# Lucidlogix bietet gratis Upgrade von Virtu MVP zu Virtu MVP 2.0 an



## Chimera (29. Dezember 2013)

Für all jene die es interessiert und die bislang auf ihrem Mobo Virtu nutzten, bietet Lucidlogix bis Ende Januar 2014 gratis die Möglichkeit zum Upgrade auf Virtu MVP 2.0 Pro an: Lucidlogix Product. Die Lizenz steht allen zur Verfügung, die schon ein Mobo mit Lizenz für Virtu haben (sprich Z68, Z77, H77, usw. und es auch installiert haben) und gerne das Upgrade machen möchten. Dazu muss man auf der Website nur das Upgrade-Tool saugen, das Upgrade machen und dann im Programm auf den Reiter "Info" klicken und dort via "Lizenz-Zentrum" nen Key anfordern, den man danach dort eingeben kann.
Wenn man wie ich zuvor im Virtu Änderungen gemacht hat, kann man diese übernehmen und muss nicht erst wieder alles neu machen (sprich Zuteilung bei Games, ob D oder I Modus, usw.).

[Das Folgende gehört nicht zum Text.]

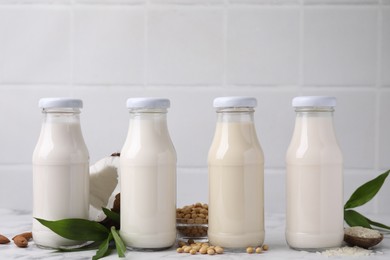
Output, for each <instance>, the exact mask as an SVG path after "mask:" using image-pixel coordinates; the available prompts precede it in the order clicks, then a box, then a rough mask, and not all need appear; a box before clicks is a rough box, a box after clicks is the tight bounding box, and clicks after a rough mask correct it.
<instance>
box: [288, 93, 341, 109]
mask: <svg viewBox="0 0 390 260" xmlns="http://www.w3.org/2000/svg"><path fill="white" fill-rule="evenodd" d="M292 106H293V107H335V106H336V98H335V97H327V96H302V97H295V98H293V100H292Z"/></svg>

Was mir bisher auffiel: es läuft bei mir jedenfalls deutlich stabiler als das alte Virtu (im Bild noch der Nachweis, dass es auf nem Z77 Brett nach dem Upgrade läuft). Beim alten hatte ich öfters mal, dass Virtu beim booten nicht richtig wollte und dann immer ne Fehlermeldung kam, dass ich es deaktivieren und neu aktivieren müsse. Dies hab ich bisher(!) mit Virtu MVP 2.0 nicht (und bleibt hoffentlich auch so).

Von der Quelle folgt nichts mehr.